Banking union could damage the City of London by leaving the UK on the margins of financial decision-making and hurt the British economy by threatening the integrity of the single market, the committee warned.
The meeting is intended to set the scene for a European Council summit in Brussels on December 13-14, at which EU leaders including Prime Minister David Cameron will discuss the plans for banking union.
Lord Harrison, chairman of the cross-party Lords EU Sub-Committee on Economic and Financial Affairs, said Mr Cameron must be prepared to defend the City's interests at next week's gathering.
"The Government's confidence that the City will not suffer because of the UK's choice to remain outside banking union could prove misplaced," said the Labour peer. "The Government must do all they can to ensure that the UK's pre-eminence is retained, not assume that it will always remain."

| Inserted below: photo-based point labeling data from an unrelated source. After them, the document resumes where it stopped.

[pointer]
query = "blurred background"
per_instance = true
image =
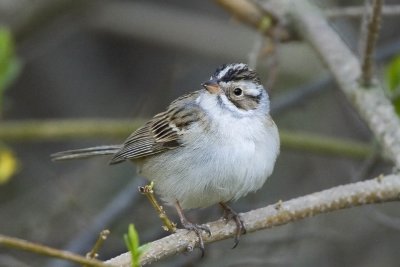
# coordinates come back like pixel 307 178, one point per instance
pixel 130 59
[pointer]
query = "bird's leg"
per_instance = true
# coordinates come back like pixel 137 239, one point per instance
pixel 192 227
pixel 148 191
pixel 229 213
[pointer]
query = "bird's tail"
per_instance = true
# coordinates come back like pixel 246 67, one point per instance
pixel 86 152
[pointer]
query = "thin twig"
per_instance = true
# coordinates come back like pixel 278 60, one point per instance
pixel 121 204
pixel 148 191
pixel 358 11
pixel 93 253
pixel 372 36
pixel 372 104
pixel 249 13
pixel 48 251
pixel 382 189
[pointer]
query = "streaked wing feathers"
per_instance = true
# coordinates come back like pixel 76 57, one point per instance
pixel 159 134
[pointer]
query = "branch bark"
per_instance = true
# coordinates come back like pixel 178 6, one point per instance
pixel 371 103
pixel 380 189
pixel 35 130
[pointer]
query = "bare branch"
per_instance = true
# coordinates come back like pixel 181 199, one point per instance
pixel 380 189
pixel 35 130
pixel 358 11
pixel 48 251
pixel 372 105
pixel 372 35
pixel 267 22
pixel 93 253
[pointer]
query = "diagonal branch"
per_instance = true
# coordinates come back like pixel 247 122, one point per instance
pixel 380 189
pixel 372 105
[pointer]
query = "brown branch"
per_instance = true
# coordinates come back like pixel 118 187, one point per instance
pixel 358 11
pixel 48 130
pixel 372 35
pixel 267 22
pixel 93 253
pixel 48 251
pixel 378 190
pixel 372 104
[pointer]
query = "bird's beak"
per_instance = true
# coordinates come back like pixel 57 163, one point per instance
pixel 212 86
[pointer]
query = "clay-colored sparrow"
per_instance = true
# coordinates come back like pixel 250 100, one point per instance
pixel 211 146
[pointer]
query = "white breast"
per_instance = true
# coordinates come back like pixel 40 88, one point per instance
pixel 234 157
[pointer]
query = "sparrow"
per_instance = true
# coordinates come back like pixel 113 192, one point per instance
pixel 214 145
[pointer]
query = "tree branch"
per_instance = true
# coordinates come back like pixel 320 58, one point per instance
pixel 374 26
pixel 35 130
pixel 358 11
pixel 372 105
pixel 378 190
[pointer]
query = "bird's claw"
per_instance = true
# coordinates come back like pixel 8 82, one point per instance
pixel 229 213
pixel 197 229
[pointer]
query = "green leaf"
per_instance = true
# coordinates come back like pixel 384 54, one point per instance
pixel 10 66
pixel 392 74
pixel 132 243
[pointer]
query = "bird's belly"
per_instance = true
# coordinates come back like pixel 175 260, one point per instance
pixel 201 176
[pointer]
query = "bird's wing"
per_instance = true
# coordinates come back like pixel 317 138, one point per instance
pixel 162 132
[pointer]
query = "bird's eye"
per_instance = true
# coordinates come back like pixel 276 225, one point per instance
pixel 238 91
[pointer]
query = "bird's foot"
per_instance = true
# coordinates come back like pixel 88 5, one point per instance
pixel 229 213
pixel 193 227
pixel 197 229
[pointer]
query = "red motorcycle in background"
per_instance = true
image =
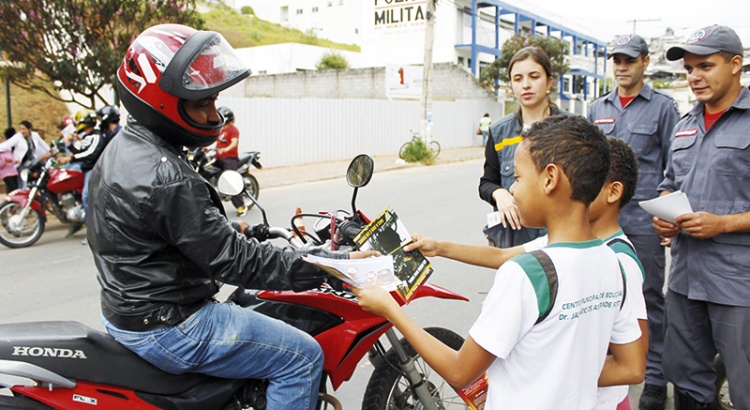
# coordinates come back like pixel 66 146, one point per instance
pixel 23 213
pixel 67 365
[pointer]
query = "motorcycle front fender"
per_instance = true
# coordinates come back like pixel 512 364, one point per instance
pixel 430 290
pixel 21 197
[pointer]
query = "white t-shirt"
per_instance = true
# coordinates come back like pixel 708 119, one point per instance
pixel 610 397
pixel 555 363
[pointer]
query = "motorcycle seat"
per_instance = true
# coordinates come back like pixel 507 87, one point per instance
pixel 78 352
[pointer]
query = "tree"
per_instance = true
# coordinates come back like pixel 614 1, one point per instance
pixel 332 60
pixel 556 49
pixel 78 44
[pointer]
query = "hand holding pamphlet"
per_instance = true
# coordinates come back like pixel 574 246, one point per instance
pixel 393 270
pixel 668 207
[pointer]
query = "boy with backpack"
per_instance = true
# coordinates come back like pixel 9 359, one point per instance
pixel 536 360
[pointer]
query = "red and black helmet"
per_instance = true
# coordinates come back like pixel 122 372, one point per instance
pixel 169 63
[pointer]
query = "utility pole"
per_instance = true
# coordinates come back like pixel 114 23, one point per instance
pixel 425 125
pixel 634 21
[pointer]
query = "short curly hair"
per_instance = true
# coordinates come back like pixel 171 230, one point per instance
pixel 575 145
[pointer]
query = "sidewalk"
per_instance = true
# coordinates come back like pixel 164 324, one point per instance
pixel 280 176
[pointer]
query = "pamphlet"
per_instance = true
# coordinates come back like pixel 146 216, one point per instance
pixel 475 394
pixel 388 235
pixel 668 207
pixel 359 272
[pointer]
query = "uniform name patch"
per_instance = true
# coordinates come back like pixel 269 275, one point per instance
pixel 604 121
pixel 686 133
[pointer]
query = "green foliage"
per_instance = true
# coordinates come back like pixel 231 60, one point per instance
pixel 332 60
pixel 555 48
pixel 249 31
pixel 43 113
pixel 416 151
pixel 77 45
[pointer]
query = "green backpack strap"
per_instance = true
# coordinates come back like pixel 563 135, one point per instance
pixel 541 272
pixel 622 246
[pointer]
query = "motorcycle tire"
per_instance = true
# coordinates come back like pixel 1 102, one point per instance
pixel 21 403
pixel 14 238
pixel 723 401
pixel 252 187
pixel 388 389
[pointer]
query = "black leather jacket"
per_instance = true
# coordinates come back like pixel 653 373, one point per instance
pixel 161 240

The committee is due to produce a report on European banking union before next week's summit, but wrote to Financial Secretary to the Treasury Greg Clark to outline its concerns.
The peers warned that the UK could be marginalised as banking union participants develop common positions on financial sector issues.
The levels of financial integration proposed for eurozone countries could "threaten the integrity" of the single market, with significant implications for countries outside the banking union, such as the UK, they said.
And they called for "far stronger" safeguards to prevent conflicts of interest between the European Central Bank's supervisory and interest rate-setting roles. The letter voiced regret that German opposition meant the plans for a single supervisory mechanism were not being matched by the common deposit insurance and resolution schemes which the committee regards as necessary for a viable banking union.